The excuse trotted out by Trump cohorts for these orders and actions is to abolish “woke ideology” in government, i.e., the so-called diversity, equity and inclusion (DEI) principles, that offend patriarchy, white supremacy and hierarchy. This has now extended in almost comical fashion to the government’s scientific and technical agencies. The CDC (Centre for Disease Control) has instructed its scientists to retract or pause the publication of any research manuscript being considered by any medical or scientific journal, to ensure that no “forbidden terms” appear in the work. What are these forbidden terms? According to an email sent to CDC employees, researchers were ordered to refrain from mentioning or remove any references to the following: “Gender, transgender, pregnant person, pregnant people, LGBT, transsexual, non-binary, nonbinary, assigned male at birth, assigned female at birth, biologically male, biologically female.” Further comment would be superfluous.

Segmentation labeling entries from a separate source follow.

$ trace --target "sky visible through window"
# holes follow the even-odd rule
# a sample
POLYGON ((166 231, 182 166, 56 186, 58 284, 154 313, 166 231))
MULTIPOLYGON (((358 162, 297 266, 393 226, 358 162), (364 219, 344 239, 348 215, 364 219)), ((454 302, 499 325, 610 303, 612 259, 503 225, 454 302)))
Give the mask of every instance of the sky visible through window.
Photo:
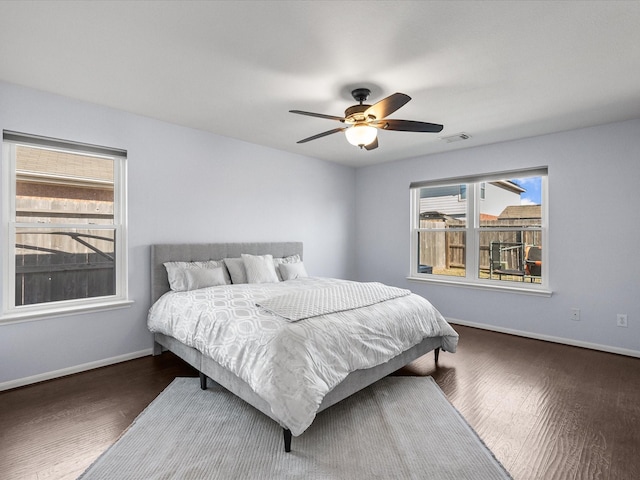
POLYGON ((511 181, 526 190, 520 195, 521 205, 540 205, 542 177, 513 178, 511 181))

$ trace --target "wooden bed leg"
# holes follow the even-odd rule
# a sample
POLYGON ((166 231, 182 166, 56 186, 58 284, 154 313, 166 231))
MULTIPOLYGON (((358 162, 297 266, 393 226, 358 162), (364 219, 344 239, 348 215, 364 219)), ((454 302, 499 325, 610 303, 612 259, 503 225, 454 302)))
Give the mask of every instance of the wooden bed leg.
POLYGON ((282 433, 284 433, 284 451, 288 453, 291 451, 291 430, 283 428, 282 433))

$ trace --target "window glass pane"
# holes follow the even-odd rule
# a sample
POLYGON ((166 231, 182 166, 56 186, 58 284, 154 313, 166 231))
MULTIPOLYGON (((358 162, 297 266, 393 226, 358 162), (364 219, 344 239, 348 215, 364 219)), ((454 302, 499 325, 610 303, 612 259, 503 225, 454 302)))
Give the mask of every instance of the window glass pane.
POLYGON ((115 230, 16 229, 16 306, 115 295, 115 230))
POLYGON ((465 245, 462 230, 418 232, 418 273, 464 277, 465 245))
POLYGON ((16 221, 113 224, 110 158, 16 147, 16 221))
POLYGON ((542 177, 486 182, 480 201, 480 227, 542 225, 542 177))
POLYGON ((541 186, 539 176, 487 182, 480 202, 479 278, 541 282, 541 186))
POLYGON ((542 283, 541 231, 481 231, 479 278, 542 283))
POLYGON ((464 228, 467 218, 466 185, 424 187, 420 189, 420 228, 464 228))

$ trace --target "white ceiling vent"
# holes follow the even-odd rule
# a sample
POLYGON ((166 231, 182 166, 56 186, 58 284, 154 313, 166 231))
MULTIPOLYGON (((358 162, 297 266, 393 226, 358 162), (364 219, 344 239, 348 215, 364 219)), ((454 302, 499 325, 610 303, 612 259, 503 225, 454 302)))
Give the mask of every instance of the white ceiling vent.
POLYGON ((455 135, 449 135, 447 137, 440 137, 440 140, 444 140, 447 143, 459 142, 460 140, 467 140, 471 138, 468 133, 460 132, 455 135))

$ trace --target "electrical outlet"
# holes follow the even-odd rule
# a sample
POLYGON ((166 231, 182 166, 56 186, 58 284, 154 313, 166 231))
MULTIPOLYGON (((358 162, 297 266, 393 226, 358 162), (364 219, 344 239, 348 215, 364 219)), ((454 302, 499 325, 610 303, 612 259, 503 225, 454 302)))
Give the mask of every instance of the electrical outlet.
POLYGON ((626 313, 619 313, 616 319, 617 319, 616 325, 618 325, 619 327, 625 327, 625 328, 628 327, 626 313))

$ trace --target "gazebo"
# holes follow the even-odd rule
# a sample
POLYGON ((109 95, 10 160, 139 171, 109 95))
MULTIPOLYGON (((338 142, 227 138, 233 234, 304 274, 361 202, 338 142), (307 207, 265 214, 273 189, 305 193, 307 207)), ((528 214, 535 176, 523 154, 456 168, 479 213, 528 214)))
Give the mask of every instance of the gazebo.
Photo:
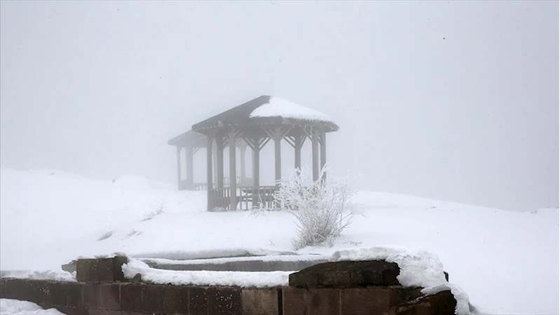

The feasibility of a fascist vision in the US and what may hinder or slow it down is difficult to predict at present. The only legislative agenda the Republican Party in Congress seems to have is another massive tax cut for the wealthy that will necessitate deep cuts to social programs like Medicare and, perhaps, Social Security. While this will please Elon Musk and his tech-bros it will deliver a blow to those sections of the working class who were swayed by Trump’s promises to drain the Washington swamp and voted for him in the last election. This is a basic contradiction in the pro-Trump movement as he hands power to unelected billionaires to shred the meager social safety net that exists in America. Whether opposition forces can creatively deepen this contradiction remains to be seen.